C’est ici, en ce point névralgique, qu’il faut se demander si cette rencontre avec le réel n’est pas à la racine de l’acte d’écrire de Joyce. Aussi bien quand il réfléchit sur l’esthétique qu’il trouve chez saint Thomas que dans son œuvre propre, tout se passe comme si son art d’écrire était un art de s’effacer comme écrivain pour laisser en quelque sorte parler les choses. Mustapha Safouan a cette belle formule : « On a là l’idéal d’une magie qui vise à transformer la chose dont on parle en chose qui parle. »
Qu’on songe simplement ici à la nouvelle Les Morts et à ce passage stupéfiant où l'on ne sait plus si nous lisons la description des choses telles que Gabriel les voit à travers les vitres de la fenêtre ou si ce sont les choses, la neige qui tombe inlassablement en recouvrant Dublin dans le silence de la nuit, qui nous confient ce message ultime, la fin de toutes choses.
On a donc là un idéal d’écriture qui consiste pour Joyce à s’effacer pour nous laisser écouter ces voix qui montent du réel. Avec la chute de la certitude qui résulte de cette primauté accordée au langage, on peut, conclut Mustapha Safouan, voir aussi, dans l’écriture de Joyce, face à cette crise du sens, un mécanisme de défense contre ce que Lacan nomme la menace de la forclusion.
La discussion qui suivit fut vive et permit à l’auditoire d’éclairer des points et de formuler des problèmes qui sont au cœur de la réflexion de Joyce sur la création artistique.

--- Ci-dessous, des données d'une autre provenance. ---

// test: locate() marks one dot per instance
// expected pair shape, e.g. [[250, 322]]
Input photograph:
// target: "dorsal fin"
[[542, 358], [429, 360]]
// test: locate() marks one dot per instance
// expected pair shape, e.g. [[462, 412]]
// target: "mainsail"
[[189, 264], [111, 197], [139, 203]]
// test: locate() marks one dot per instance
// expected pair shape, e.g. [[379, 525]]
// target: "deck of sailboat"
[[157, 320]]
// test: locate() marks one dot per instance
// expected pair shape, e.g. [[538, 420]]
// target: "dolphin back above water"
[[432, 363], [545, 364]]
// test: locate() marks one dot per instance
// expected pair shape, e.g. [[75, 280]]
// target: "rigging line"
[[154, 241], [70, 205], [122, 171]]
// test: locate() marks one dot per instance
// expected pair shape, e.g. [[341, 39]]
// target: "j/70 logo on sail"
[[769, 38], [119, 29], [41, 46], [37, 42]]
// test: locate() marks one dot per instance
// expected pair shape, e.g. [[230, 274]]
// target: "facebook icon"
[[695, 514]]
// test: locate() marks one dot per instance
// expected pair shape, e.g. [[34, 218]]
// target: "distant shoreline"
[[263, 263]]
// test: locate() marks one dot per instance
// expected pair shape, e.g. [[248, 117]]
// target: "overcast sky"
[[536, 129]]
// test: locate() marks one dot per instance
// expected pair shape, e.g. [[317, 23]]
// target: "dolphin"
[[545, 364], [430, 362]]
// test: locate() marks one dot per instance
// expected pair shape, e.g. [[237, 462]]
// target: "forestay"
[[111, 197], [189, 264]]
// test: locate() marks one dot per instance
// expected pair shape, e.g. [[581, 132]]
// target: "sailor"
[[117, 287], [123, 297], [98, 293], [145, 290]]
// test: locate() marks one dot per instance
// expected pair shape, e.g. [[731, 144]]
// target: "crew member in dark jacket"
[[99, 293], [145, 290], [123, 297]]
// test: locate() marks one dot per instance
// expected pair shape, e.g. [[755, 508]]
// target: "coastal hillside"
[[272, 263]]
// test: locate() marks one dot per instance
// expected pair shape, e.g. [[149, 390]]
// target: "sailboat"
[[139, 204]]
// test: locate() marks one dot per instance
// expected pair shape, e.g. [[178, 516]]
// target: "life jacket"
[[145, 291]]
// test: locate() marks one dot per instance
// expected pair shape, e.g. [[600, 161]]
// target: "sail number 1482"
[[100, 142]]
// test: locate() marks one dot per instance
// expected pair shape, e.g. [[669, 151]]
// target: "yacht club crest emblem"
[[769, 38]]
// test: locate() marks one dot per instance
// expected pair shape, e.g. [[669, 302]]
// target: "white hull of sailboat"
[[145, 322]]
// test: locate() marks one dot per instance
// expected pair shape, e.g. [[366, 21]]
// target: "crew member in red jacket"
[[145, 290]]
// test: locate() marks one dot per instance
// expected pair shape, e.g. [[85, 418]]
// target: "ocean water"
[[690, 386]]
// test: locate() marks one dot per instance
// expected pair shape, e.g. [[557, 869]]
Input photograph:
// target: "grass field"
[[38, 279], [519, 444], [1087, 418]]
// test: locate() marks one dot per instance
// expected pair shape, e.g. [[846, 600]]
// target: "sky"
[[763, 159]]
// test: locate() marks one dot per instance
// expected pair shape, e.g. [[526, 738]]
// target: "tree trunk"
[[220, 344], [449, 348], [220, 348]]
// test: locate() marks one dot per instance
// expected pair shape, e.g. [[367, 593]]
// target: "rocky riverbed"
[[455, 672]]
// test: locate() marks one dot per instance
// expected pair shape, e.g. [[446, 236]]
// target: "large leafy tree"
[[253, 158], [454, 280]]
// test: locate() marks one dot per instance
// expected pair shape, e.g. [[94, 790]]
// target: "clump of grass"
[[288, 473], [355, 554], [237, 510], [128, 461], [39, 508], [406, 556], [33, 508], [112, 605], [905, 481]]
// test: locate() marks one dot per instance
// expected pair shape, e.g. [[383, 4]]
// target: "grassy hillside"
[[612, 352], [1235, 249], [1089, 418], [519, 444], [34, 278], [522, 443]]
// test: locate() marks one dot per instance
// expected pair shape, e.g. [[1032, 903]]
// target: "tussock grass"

Dans le projet d’une esthétique que, dans le Portrait de l’Artiste, Joyce offre en partie comme « du Saint-Thomas appliqué », quelle place assigner à l’usage d’Aristote et, plus généralement, des philosophes ? Quel rapport peut-on établir entre philosophie et littérature ? Faut-il dire que Joyce donne congé aux systèmes philosophiques en privilégiant la particularité du roman dans sa capacité à saisir quelque chose d’universel ? Jacques Aubert fit valoir qu’il conviendrait, pour saisir les « faux pas » de Joyce avec Aristote et Saint-Thomas, de prendre en compte une aporie qui est au cœur de son œuvre : la confusion entre le plaisir esthétique, cette théorie du beau qui lui échappe quand il veut commenter saint Thomas, et la jouissance ? Une chose qu’il avait rencontrée dans son rapport avec ses maîtres jésuites et son rapport au savoir, une collusion entre savoir et jouissance dont il était embarrassé. L’idée matricielle de cette esthétique doit-elle être cherchée dans ce que Joyce nomme l’épiphanie ? Tant qu’on en reste au Portrait de l’artiste, l’idée d’une théorie esthétique autonome demeure prédominante. Mais, avec Ulysse, tout change : c’est dans l’œuvre même qu’on est incité à la chercher.